A fragment! And the more piteous because a fragment. Go in search of the pathetic, and you will find it tear-steeped, sigh-breathed, moan-muttered, and groaned in fragments. The poet seems often struck dumb by woe—his heart feels that suffering is at its acme—and that he should break off and away from a sight too sad to be longer looked on—haply too humiliating to be disclosed. So, too, it sometimes is with the beautiful. The soul in its delight seeks to escape from the emotion that oppresses it—is speechless—and the song falls mute. Such is frequently the character—and the origin of that character—of our auld Scottish Sangs. In their mournfulness are they not almost like the wail of some bird distracted on the bush from which its nest has been harried, and then suddenly flying away for ever into the woods? In their joyfulness, are they not almost like the hymn of some bird, that love-stricken suddenly darts from the tree-top down to the caresses that flutter through the spring? And such, too, are often the airs to which those dear auld sangs are sung. From excess of feeling—fragmentary; or of one divine part to which genius may be defied to conceive another, because but one hour in all time could have given it birth.
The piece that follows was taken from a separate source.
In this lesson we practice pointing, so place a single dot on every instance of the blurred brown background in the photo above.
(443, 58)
You may call this pure nonsense—but 'tis so pure that you need not fear to swallow it. All great song-writers, nevertheless, have been great thieves. Those who had the blessed fate to flourish first—to be born when "this auld cloak was new,"—the cloak we mean which nature wears—scrupled not to creep upon her as she lay asleep beneath the shadow of some single tree among

"The grace of forest woods decay'd,
And pastoral melancholy,"

and to steal the very pearls out of her hair—out of the silken snood which enamoured Pan himself had not untied in the Golden Age. Or if she ventured, as sometimes she did, to walk along the highways of the earth, they robbed her in the face of day of her dew-wrought reticule—without hurting, however, the hand from which they brushed that net of gossamer.